Workers are enduring long waits for parking spaces in St Helier, with one commuter saying they were "completely shocked" by the situation.
In the 10 years to 2021, the number of cars in Jersey has increased by 10,000, according to government data.
The government said it was trying to balance the demand for more car parks with environmental policies, but more spaces would be available soon.
However, a campaign group has called for better cycling and bus infrastructure.
Commuter Alana Mooney said: “It needs to be sorted out, there needs to be more parking.
"The majority of people who park here are office workers, so we park here five days a week. There needs to be more.”
Fellow commuter Teresa Mascaren said: “When I was first dealing with it I was completely shocked, I had no idea that people had to do this every day.
“People start work at nine and the queue goes on until at least 10.”

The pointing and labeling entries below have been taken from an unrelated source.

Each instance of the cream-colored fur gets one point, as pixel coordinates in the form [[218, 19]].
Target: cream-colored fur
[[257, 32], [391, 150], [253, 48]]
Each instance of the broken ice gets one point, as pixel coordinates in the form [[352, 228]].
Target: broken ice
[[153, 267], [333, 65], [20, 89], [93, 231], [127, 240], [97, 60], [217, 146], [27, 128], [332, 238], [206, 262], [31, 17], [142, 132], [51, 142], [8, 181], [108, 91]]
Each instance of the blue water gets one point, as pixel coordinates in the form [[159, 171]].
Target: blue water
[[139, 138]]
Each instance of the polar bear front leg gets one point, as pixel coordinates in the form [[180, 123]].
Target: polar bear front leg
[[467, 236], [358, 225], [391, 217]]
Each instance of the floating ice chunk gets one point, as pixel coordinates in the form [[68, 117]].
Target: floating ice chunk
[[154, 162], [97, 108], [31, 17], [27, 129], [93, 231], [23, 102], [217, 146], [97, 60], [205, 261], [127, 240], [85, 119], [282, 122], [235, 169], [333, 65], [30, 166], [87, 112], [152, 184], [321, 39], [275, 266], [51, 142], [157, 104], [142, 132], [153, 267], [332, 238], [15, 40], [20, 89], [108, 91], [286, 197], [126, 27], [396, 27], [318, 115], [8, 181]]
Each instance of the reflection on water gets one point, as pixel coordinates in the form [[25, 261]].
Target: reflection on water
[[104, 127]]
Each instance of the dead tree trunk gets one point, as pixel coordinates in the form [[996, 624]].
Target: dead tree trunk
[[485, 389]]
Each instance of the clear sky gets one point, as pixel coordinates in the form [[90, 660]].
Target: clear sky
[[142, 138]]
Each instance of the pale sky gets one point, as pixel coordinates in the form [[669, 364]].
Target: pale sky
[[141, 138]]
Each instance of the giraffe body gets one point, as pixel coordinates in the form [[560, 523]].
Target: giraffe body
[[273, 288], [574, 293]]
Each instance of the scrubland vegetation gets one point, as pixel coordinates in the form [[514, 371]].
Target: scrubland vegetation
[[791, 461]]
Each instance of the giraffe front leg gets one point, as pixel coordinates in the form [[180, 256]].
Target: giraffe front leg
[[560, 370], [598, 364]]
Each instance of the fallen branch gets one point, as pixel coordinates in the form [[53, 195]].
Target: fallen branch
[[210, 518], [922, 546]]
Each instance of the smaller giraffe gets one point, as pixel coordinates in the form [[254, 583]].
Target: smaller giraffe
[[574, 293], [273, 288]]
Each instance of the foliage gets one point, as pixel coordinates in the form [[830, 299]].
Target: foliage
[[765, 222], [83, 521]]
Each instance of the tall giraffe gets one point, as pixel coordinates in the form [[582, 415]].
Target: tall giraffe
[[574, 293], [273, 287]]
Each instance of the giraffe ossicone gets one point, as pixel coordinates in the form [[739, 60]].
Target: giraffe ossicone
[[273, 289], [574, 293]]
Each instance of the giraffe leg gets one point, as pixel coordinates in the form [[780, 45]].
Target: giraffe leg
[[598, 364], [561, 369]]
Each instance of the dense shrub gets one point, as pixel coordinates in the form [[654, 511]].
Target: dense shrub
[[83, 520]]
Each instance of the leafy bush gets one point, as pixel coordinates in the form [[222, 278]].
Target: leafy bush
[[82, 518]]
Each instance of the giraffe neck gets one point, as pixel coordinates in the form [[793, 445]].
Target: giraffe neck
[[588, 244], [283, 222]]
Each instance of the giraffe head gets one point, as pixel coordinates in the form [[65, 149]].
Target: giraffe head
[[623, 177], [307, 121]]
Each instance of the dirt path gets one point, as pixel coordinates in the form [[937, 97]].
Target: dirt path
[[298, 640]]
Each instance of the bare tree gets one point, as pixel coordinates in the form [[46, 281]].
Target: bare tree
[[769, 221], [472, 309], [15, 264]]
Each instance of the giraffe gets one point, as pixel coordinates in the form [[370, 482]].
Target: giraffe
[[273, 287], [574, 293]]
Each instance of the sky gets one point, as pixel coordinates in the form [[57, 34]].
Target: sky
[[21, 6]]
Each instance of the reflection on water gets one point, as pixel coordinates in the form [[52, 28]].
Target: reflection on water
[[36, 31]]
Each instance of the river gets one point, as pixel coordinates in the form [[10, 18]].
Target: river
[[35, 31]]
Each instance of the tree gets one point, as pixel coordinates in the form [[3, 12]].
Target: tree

Another driver, Harry Baines, described the parking situation as "chock-a-block".
Parking fees in Jersey amounted to £3.5m in 2022, government figures show.
A report from the Cabinet Office said the demand for new homes is high and car parking was “not an efficient” use of the land.
However, Constable Simon Crowcroft expressed concern that residents in St Helier were being penalised with fewer car parking spaces in new developments.
He said the lack of residential car parking was why “Minden Place in particular is full every evening and all weekend”, as town residents have to park on the street or in the car parks.
Mr Crowcroft added that accessible car parking in St Helier was important for the economy as it enabled "shopping, socialising and dining out".
“The only way to do that is to take the pressure off the car parks, by allowing new developments to have sufficient parking for the residents, who have every right to own a car," he said.
Tristen Dodd, head of highways, transport and infrastructure, said the Patriotic Street car park refurbishment had affected the availability of spaces and “an additional 138 spaces will be available in March” with a new car park near the centre of town.
However, Nigel Jones, from charity Jersey in Transition, said he actively encouraged a reduction in car use and he believed the island needed “better cycling infrastructure and a better bus service”.